DADA2 error model with small dataset


QUESTION: What % of my reads should I be using for the DADA2 error model?

I've searched through the forums and seen two posts which redirect to this DADA2 R tutorial for information about error rates. That is helpful, if you have data ready to import into R. All my data lives on a server and before I dive into the rabbit hole of trying to figure out how to get it into R and remove the primers without QIIME2, I thought I'd see if anyone here had advice on how to approach my question.

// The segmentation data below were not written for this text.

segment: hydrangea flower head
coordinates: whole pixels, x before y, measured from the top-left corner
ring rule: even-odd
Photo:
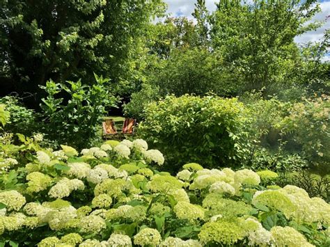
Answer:
[[[260,177],[262,180],[274,180],[278,177],[276,173],[269,170],[260,170],[257,172],[257,174]]]
[[[127,235],[113,233],[108,239],[108,244],[113,247],[131,247],[131,238]]]
[[[100,167],[95,167],[87,175],[87,181],[97,184],[109,177],[108,172]]]
[[[205,209],[199,205],[179,201],[174,206],[174,212],[180,219],[197,220],[205,218]]]
[[[63,150],[64,153],[65,155],[68,157],[72,157],[72,156],[77,156],[78,155],[78,152],[73,148],[72,147],[70,146],[67,146],[65,145],[61,145],[61,148],[62,148],[62,150]]]
[[[134,237],[134,244],[144,246],[157,246],[162,241],[162,237],[156,229],[146,228]]]
[[[258,185],[260,183],[259,175],[251,170],[243,169],[235,173],[235,182],[242,184]]]
[[[50,157],[43,151],[37,151],[37,159],[41,164],[48,164],[50,162]]]
[[[192,172],[196,172],[203,169],[203,166],[197,163],[188,163],[184,165],[182,167],[184,169],[189,170]]]
[[[26,176],[28,193],[36,193],[44,191],[53,182],[52,177],[39,172],[33,172]]]
[[[232,245],[245,237],[245,231],[234,222],[207,222],[202,226],[198,234],[202,244],[215,243]]]
[[[230,184],[223,182],[216,182],[212,184],[209,189],[210,193],[217,193],[219,194],[228,193],[230,195],[235,195],[235,189]]]
[[[191,174],[192,173],[189,172],[188,170],[183,170],[178,173],[178,174],[176,175],[176,177],[180,180],[189,181]]]
[[[146,159],[150,161],[156,163],[159,166],[162,166],[165,159],[163,154],[157,150],[150,150],[143,152]]]
[[[303,234],[290,226],[274,226],[270,230],[270,232],[276,246],[314,246],[307,241]]]
[[[296,207],[290,198],[278,191],[257,191],[252,199],[252,204],[260,204],[282,212],[289,218]]]
[[[132,148],[133,147],[133,143],[129,140],[125,139],[120,142],[120,144],[127,146],[127,148]]]
[[[136,139],[133,141],[133,148],[139,151],[148,150],[148,143],[143,139]]]
[[[26,202],[25,198],[17,191],[0,192],[0,202],[6,206],[8,210],[18,211]]]
[[[121,157],[128,158],[131,154],[131,150],[129,148],[123,144],[117,145],[113,150]]]

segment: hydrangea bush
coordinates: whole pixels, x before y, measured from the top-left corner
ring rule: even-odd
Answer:
[[[269,170],[183,166],[142,139],[79,152],[2,136],[0,245],[312,246],[330,244],[330,205],[271,185]],[[23,137],[21,136],[21,139]]]

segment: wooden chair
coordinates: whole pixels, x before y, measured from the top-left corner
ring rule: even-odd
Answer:
[[[118,134],[117,129],[116,129],[115,122],[112,118],[107,119],[103,122],[102,127],[104,136]]]
[[[125,118],[123,124],[123,134],[133,134],[136,120],[134,118]]]

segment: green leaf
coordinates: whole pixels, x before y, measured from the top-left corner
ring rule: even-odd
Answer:
[[[6,207],[7,207],[7,205],[6,204],[0,202],[0,209],[3,209],[6,208]]]
[[[61,165],[60,164],[56,164],[54,166],[54,168],[56,170],[70,170],[70,167],[69,166],[64,166],[64,165]]]
[[[269,212],[269,209],[267,206],[262,205],[262,204],[260,204],[260,203],[256,203],[254,205],[254,207],[256,207],[259,210],[261,210],[263,212]]]
[[[15,242],[13,242],[13,241],[9,241],[9,245],[10,246],[13,246],[13,247],[17,247],[18,246],[18,244],[17,244]]]
[[[158,231],[161,232],[165,224],[165,217],[164,216],[162,217],[155,216],[155,223],[156,223]]]

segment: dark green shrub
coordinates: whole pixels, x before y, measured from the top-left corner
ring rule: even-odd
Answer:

DADA2 uses a default of 1,000,000 reads when training its error model. I am working with two datasets, one V4 and one V9 from the same samples. After using CUTADAPT, I have 788,563 reads in the V4 data and 875,454 reads in the V9 data, across 12 samples. Clearly the default number of reads DADA2 will use is greater than my samples, and it seems this is not ideal. :slight_smile:

I've looked for papers that discuss this, there doesn't seem to be much out there unless I've missed something.

Any help/suggestions are appreciated!

1 Like


Yes, indeed for Dada2 error model training 1 000 000 reads is recommended. However, I don't think that your results will be significantly affected by running Dada2 with less amount of reads. The datasets you are working with contain more than 700 000 reads and IMHO you should be fine.
You also can denoise your reads with Deblur that doesn't require 1 000 000 reads.